Once inside, Damon rushed her to the waiting room of their father’s old office, now Nikolas’s.

“Wait here, and don’t move under any condition, okay?” She opened her mouth and his finger on her lips silenced whatever exclamation hadn’t formed yet in her mind. “Just listen. Whatever this turns out to be, it should be interesting.”

She put Alex on his blanket on the floor then collapsed on the nearest couch to the door Damon had left ajar.

The next second, even though she was half expecting it, she almost jumped out of her skin when she heard Aris’s voice.

It had a world of frustration and haggardness in its beloved depths. “Am I allowed to speak now that the full tribune is assembled?”

“You may say your piece,” Damon mocked. “Make it short, though, Sarantos. We don’t have all day.”

“It won’t be short, Louvardis. So pour yourself a drink and endure it.” Aris exhaled, then began to talk.

“I was the firstborn of my parents. My mother was seventeen when she had me, hadn’t had any measure of formal education, married the man who got her pregnant. He was four years older, a charmer who never held a job for longer than a couple months. He drifted in and out of our lives, each time coming back to add another child to his brood, another burden on my mother’s shoulders, before disappearing. He always came back swearing his love, offering sob stories about how hard life was, when he had the easiest life of us all. By the time I was seven, I was doing everything for the household that he should have been doing. By twelve I had to leave school and work four jobs to barely make ends meet. My father disappeared from our lives completely before my youngest sister, Caliope, was born.

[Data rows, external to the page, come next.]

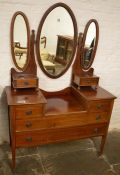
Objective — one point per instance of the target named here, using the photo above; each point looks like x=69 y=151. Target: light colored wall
x=107 y=61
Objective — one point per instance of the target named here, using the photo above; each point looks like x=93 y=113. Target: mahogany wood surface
x=40 y=117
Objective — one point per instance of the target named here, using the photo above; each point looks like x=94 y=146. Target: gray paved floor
x=69 y=158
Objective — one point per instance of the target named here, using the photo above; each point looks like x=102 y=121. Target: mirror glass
x=89 y=45
x=20 y=40
x=56 y=42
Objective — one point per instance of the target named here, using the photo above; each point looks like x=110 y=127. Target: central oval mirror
x=90 y=42
x=56 y=40
x=20 y=39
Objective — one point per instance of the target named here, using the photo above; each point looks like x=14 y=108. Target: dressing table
x=79 y=111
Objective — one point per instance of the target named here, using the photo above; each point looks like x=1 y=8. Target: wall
x=107 y=61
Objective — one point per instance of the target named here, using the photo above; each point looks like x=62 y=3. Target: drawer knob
x=28 y=112
x=28 y=124
x=98 y=117
x=29 y=139
x=26 y=83
x=89 y=82
x=95 y=130
x=99 y=106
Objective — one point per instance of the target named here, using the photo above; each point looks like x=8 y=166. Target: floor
x=69 y=158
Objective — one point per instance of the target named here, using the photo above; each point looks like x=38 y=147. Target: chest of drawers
x=41 y=117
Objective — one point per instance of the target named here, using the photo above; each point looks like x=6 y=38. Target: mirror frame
x=12 y=38
x=95 y=46
x=39 y=34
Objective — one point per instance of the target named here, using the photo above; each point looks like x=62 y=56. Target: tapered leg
x=102 y=144
x=13 y=156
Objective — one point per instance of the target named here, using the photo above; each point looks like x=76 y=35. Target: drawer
x=60 y=122
x=25 y=83
x=99 y=106
x=29 y=111
x=89 y=81
x=57 y=135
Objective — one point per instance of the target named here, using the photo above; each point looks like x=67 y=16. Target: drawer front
x=89 y=81
x=21 y=83
x=57 y=135
x=99 y=106
x=28 y=111
x=60 y=122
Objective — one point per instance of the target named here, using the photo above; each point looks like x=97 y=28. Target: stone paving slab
x=112 y=146
x=69 y=158
x=64 y=147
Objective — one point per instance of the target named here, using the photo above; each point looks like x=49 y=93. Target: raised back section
x=82 y=77
x=28 y=77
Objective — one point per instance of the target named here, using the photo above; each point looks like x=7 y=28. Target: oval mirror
x=90 y=42
x=20 y=40
x=56 y=40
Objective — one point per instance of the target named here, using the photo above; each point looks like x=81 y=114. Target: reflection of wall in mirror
x=90 y=34
x=58 y=22
x=20 y=31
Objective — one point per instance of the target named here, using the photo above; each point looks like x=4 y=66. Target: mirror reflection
x=89 y=45
x=56 y=41
x=20 y=41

“I grew up despising the emotions that had led my mother to destroy her life, that my father claimed to have for the wife and children he blighted with his existence. I swore I’d never feel any of those emotions or inflict them on others. They were the ultimate waste of potential and life, and I didn’t have a place for them as I faced the world alone and fended for my whole family. I wouldn’t let any weakness, as I saw love and partiality induce in others, infect me, wouldn’t let any softness or irrationality get into the way of getting things done.

“Soon I believed I couldn’t feel, ended up believing that I was like my father, incapable of feeling anything for anyone. But instead of pretending otherwise and exploiting others in the name of love, I pulled away from everyone for fear of hurting those close to me. I gave them the only things I believed to be real and of importance—financial security and the support only I, with my growing power, could provide.”

He fell silent. After a moment, Nikolas sighed. “Is this lesson in Sarantos history going anywhere?”

“I’ll fast-forward to another era,” Aris said. “When your family first crashed into my life. I remember that first day like it was hours ago. And, Theos, how I envied you all your father. I wanted to impress him with everything in me. But I ended up making him despise me instead.”

“He didn’t despise you, Sarantos.” That was Lysandros, exhaling heavily. “It’s probably the main reason we did. He admired the hell out of you, always pointed to you when he was chastising us. ‘See how Sarantos dealt with this?’, ‘Sarantos wouldn’t have been so stupid!’, ‘Why can’t you be more like Sarantos?’ was all we heard for years.”

That was news to Selene. It was apparently shocking to Aris, as well. “Theos!” he exclaimed. “If he felt that way, then…why?”

Nikolas was the one to answer. “I didn’t know the answer to that until I read his diaries. He felt you becoming more detached and ruthless as the years went by. He felt he was sort of your surrogate father, thought it was his role to keep you in check, to try to steer you away from the abyss of leaving your humanity totally behind. And while we were totally in the dark about it, he was also aware of Selene’s attraction to you, thought he should shape you up into a man he could accept for his daughter.”